Accepts Healthy Volunteers?

Details

Lead Sponsor:

Yingu Pharmaceutical Co., Ltd

Treatments:

Bromides
Mometasone Furoate

Criteria

Inclusion Criteria:

- The diagnosis of allergic rhinitis meets the standards of "Guidelines for the
Diagnosis and Treatment of Allergic Rhinitis" (2015, Tianjin);

- The previous or current symptom onset is ≥4d/week and ≥4 consecutive weeks; the
symptoms are severe or serious (Total Nasal Symptom Scores≥6 points) with single
symptom score of runny nose ≥2 points;

- Able to complete the symptom score as required;

- Subjects voluntarily participate in this study, and sign a written informed consent
form. Use study drugs, complete evaluation and follow-up in accordance with the
requirements of this study.

Exclusion Criteria:

- Those who are known to be allergic to the ingredients contained in test drugs.

- Used vasoconstrictors within 1 day; used topical or oral antihistamines within 3 days;
used topical glucocorticoids and leukotriene receptor antagonists within 7 days; used
oral glucocorticoid drugs within 30 days.

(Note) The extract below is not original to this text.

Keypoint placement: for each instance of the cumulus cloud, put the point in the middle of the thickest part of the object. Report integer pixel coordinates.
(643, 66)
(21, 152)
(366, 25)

- Those who have been diagnosed as asthma or have asthma symptoms (wheezing, shortness
of breath, chest tightness, coughing).

- Patients suffering from respiratory infections or abnormal nasal anatomy (such as
nasal polyps, nasal septum deviation, etc.) one month before enrollment.

- Received immunotherapy and nasal surgery Within 6 months before enrollment.

- Patients with dry eye.

- Patients with glaucoma.

- Patients with enlarged prostate who have difficulty urinating.

- People with mental disorders or impaired consciousness.

- Pregnancy (patients report pregnancy), those who have a pregnancy plan within 6
months, and lactating women.

- Patients considered by the researcher to be unsuitable to participate in this study.